On the Kramnik vs Nakamura Dispute


In the recent time there has been a lot of discussion about the dispute between two of the most famous chess players in the world. The dispute between Vladimir Kramnik and Hikaru Nakamura has been the subject of much debate in the chess community. In this article, we will take a statistical dive into the dispute. My approach will be rather educational so I’ll try to use other examples to explain the concepts.
What’s going on?
Some time ago a former World Chess Champion Vladimir Kramnik implied that Hikaru Nakamura’s exceptional online performance, particularly a streak of 45 wins and one draw in Chess.com’s Titled Tuesday blitz tournament, was statistically improbable and suggested potential cheating.
Kramnik’s insinuations were made through a cryptic post on his Chess.com profile, which many interpreted as targeting Nakamura.
In response, Nakamura dismissed the allegations as “garbage” and expressed disappointment over the unfounded accusations. Chess.com conducted an investigation into Nakamura’s games and found no evidence of cheating, stating that Kramnik’s accusations lacked statistical merit.
45 Wins and 1 Draw: How Unlikely Is It?
It is VERY unlikely. To put it into perspective, let’s consider a simpler example: flipping a coin. The probability of getting heads or tails is 0.5. If you flip a coin 46 times, the probability of getting 45 heads and 1 tail (there are no no draws in flipping a coin unfortunately) is:
$$ \underset{\text{All possible positions of single tail}}{46} * \underset{\text{45 heads}}{\frac{1}{2} ^{45}} * \underset{\text{1 tail}}{\frac{1}{2}} \approxeq 0.0000000000006537. $$Lets break down the calculation:
- The probability of getting 45 heads is $(\frac{1}{2})^{45}$ since one such event is with probabilty $\frac{1}{2}$ and they are independent.
- The probability of getting 1 tail is $\frac{1}{2}$.
But having 45 heads and then 1 tail in the end is not the only way to get 45 heads and a tail. There are 46 possible positions for a single tail in 46 flips (like the first flip, the second flip, etc.) meaning 46 different scenarios that we can put into one bag with “45/46 - lucky guy!” name on it.
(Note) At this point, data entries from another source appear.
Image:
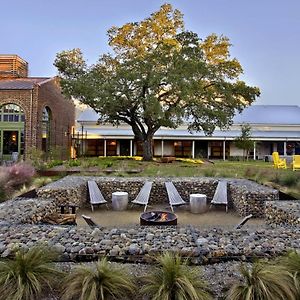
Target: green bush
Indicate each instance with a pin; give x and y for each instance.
(54, 163)
(28, 275)
(74, 163)
(172, 279)
(98, 282)
(264, 281)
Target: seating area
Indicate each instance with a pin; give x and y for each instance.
(281, 163)
(278, 163)
(296, 162)
(143, 196)
(220, 196)
(174, 197)
(96, 197)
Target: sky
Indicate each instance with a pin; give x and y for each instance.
(265, 34)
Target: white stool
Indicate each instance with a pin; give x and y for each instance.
(198, 203)
(119, 200)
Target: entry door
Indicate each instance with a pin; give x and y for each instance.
(10, 143)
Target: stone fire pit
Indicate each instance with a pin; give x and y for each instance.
(158, 218)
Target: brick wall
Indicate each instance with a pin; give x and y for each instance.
(33, 102)
(62, 113)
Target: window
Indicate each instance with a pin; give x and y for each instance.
(11, 113)
(46, 129)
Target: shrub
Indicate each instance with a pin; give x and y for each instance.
(264, 281)
(36, 157)
(172, 279)
(13, 177)
(74, 163)
(292, 262)
(28, 275)
(99, 282)
(54, 163)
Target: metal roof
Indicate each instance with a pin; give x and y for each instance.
(21, 83)
(269, 114)
(175, 133)
(255, 114)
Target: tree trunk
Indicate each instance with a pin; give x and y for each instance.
(148, 148)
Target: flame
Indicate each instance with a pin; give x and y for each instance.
(164, 217)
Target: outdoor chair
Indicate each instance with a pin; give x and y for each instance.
(90, 222)
(278, 163)
(96, 197)
(296, 162)
(143, 196)
(174, 198)
(220, 196)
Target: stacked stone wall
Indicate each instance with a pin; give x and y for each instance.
(283, 212)
(250, 198)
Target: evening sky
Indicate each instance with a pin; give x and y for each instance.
(265, 34)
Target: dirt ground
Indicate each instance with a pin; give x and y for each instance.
(214, 217)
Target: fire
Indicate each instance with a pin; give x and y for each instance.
(164, 217)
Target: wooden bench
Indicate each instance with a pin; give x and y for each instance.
(173, 195)
(96, 197)
(143, 197)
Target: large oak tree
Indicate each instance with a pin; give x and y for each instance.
(158, 75)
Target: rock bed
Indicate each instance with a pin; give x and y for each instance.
(130, 244)
(283, 212)
(26, 210)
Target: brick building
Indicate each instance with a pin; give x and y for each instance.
(33, 112)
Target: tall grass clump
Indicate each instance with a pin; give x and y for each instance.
(264, 281)
(12, 178)
(28, 275)
(98, 282)
(172, 279)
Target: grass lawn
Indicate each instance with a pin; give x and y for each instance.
(262, 172)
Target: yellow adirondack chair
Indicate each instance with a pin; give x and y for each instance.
(296, 162)
(279, 163)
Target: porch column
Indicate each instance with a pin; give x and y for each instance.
(284, 148)
(193, 149)
(104, 147)
(130, 148)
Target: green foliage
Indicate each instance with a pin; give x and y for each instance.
(54, 163)
(14, 177)
(36, 157)
(264, 281)
(74, 163)
(172, 279)
(292, 262)
(159, 75)
(28, 275)
(244, 140)
(99, 282)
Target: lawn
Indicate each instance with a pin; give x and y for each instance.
(262, 172)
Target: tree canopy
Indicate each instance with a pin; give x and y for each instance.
(159, 74)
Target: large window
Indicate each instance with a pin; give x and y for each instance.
(11, 113)
(12, 120)
(46, 129)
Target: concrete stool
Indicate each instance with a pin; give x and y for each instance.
(198, 203)
(119, 200)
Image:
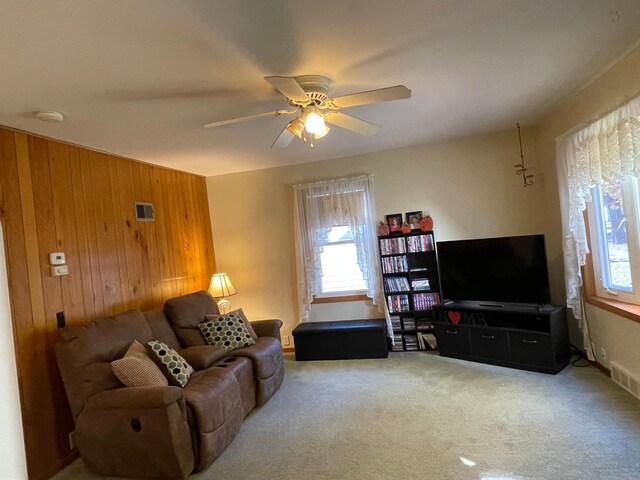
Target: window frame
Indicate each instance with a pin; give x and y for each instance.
(592, 296)
(343, 295)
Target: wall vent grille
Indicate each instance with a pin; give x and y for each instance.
(144, 212)
(622, 377)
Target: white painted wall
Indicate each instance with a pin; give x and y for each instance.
(468, 185)
(13, 464)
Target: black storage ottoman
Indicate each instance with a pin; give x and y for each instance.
(342, 340)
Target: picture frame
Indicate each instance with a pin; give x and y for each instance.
(413, 219)
(394, 221)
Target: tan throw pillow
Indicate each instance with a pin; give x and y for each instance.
(172, 364)
(240, 314)
(227, 331)
(137, 369)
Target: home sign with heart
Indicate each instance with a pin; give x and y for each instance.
(454, 316)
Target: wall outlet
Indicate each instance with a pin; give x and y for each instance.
(57, 258)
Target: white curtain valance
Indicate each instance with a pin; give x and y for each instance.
(606, 151)
(318, 207)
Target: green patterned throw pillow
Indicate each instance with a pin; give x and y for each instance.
(227, 331)
(175, 368)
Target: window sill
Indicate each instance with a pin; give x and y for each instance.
(340, 298)
(626, 310)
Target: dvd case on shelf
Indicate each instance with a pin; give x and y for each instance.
(392, 246)
(396, 284)
(394, 264)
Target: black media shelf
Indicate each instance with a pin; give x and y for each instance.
(409, 263)
(528, 337)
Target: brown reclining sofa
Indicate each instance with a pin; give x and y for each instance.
(164, 432)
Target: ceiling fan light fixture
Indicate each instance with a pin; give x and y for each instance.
(296, 127)
(322, 133)
(314, 124)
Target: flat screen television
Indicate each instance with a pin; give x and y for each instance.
(502, 270)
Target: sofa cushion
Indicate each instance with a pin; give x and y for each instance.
(137, 369)
(175, 368)
(202, 356)
(86, 351)
(186, 312)
(266, 354)
(161, 328)
(227, 331)
(211, 395)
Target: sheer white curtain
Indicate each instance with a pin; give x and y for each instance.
(322, 205)
(606, 151)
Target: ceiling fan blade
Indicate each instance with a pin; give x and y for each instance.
(289, 88)
(284, 139)
(351, 123)
(372, 96)
(250, 117)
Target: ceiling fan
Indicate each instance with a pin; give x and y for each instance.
(308, 96)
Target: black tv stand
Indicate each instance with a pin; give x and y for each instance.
(526, 336)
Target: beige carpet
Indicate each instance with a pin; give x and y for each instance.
(417, 415)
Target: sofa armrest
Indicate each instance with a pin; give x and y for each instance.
(267, 328)
(135, 397)
(136, 432)
(202, 356)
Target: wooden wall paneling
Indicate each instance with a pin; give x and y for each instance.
(177, 221)
(17, 270)
(127, 232)
(86, 217)
(129, 286)
(148, 236)
(142, 232)
(112, 284)
(44, 447)
(194, 234)
(167, 268)
(188, 215)
(71, 301)
(57, 197)
(205, 220)
(172, 210)
(66, 227)
(80, 223)
(203, 269)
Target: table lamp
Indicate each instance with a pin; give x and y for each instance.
(221, 287)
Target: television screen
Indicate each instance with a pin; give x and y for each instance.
(506, 269)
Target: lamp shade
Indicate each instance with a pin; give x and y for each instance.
(221, 286)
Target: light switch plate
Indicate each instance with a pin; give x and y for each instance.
(57, 258)
(59, 270)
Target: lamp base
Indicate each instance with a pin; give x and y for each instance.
(223, 305)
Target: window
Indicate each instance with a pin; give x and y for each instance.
(336, 243)
(340, 272)
(613, 220)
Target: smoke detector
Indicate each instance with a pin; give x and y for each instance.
(49, 116)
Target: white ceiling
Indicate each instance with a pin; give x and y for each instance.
(140, 78)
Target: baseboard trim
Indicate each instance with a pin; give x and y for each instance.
(594, 363)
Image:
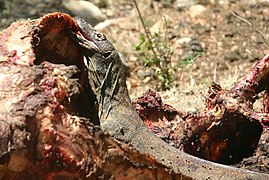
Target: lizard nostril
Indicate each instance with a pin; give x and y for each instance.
(106, 54)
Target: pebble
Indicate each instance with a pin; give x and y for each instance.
(196, 10)
(85, 10)
(182, 4)
(183, 40)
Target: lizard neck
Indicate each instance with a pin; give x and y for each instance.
(110, 85)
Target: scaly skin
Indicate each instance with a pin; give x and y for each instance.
(119, 119)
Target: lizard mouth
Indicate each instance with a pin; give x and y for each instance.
(84, 41)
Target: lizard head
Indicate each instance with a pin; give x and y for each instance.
(88, 35)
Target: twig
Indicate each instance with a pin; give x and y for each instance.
(252, 25)
(146, 31)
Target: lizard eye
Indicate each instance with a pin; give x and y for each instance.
(100, 36)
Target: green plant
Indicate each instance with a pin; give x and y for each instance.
(157, 53)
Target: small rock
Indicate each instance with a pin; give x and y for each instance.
(196, 10)
(196, 46)
(100, 3)
(85, 10)
(182, 4)
(183, 40)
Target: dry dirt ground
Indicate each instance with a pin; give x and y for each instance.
(231, 45)
(232, 34)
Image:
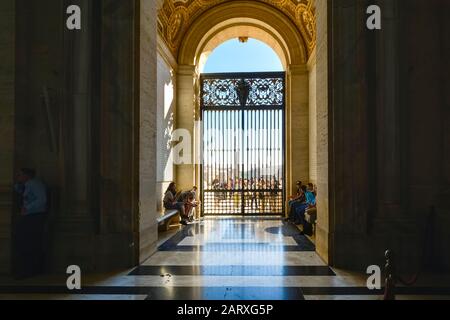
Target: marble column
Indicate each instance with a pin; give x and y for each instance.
(147, 73)
(74, 224)
(323, 231)
(297, 126)
(7, 116)
(185, 120)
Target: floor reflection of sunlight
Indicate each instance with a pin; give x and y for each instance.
(246, 250)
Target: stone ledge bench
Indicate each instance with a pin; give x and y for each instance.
(167, 218)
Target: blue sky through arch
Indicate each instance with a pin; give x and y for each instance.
(234, 56)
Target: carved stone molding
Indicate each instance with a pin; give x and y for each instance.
(176, 16)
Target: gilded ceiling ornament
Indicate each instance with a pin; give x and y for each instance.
(176, 16)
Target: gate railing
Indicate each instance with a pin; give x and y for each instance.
(243, 145)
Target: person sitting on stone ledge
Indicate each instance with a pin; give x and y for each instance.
(171, 203)
(29, 250)
(298, 198)
(300, 209)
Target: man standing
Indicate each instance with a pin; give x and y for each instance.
(29, 237)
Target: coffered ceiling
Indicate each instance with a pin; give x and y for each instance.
(176, 16)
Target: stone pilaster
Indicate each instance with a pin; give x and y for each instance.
(185, 119)
(297, 115)
(323, 235)
(147, 77)
(7, 116)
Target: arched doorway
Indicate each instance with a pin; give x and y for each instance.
(264, 23)
(242, 114)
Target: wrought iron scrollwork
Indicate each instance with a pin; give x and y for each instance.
(250, 92)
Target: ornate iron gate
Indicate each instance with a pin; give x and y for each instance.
(243, 144)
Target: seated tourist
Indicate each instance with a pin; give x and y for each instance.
(171, 203)
(298, 199)
(298, 196)
(300, 209)
(188, 198)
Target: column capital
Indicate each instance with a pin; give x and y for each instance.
(297, 69)
(186, 70)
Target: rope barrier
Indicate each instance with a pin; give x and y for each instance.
(391, 273)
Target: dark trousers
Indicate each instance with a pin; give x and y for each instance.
(29, 253)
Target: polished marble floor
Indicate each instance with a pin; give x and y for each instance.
(224, 259)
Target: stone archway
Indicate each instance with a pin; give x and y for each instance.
(260, 21)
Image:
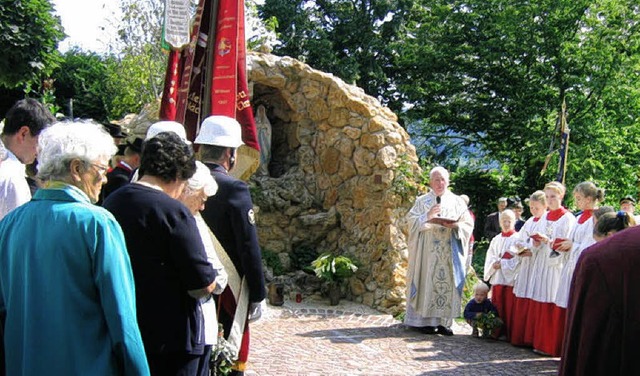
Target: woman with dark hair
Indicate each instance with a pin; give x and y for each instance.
(612, 222)
(169, 262)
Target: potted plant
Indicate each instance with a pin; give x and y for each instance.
(489, 325)
(334, 269)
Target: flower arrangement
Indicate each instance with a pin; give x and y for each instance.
(332, 268)
(222, 355)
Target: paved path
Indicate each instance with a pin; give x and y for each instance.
(313, 338)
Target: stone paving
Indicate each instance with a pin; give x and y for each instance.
(313, 338)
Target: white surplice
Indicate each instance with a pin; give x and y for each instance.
(545, 283)
(582, 238)
(432, 296)
(527, 265)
Calculating the probabilty of such an event (meaning 45 wins and a draw) is just adding up probabilities of each separate scenario (separate is an important word here - if they are not separate we need to be more fancy and avoid counting same thing twice or more). Each one of them is of same probability, so essentialy what we need to do is to multiply the probability of one scenario by 46.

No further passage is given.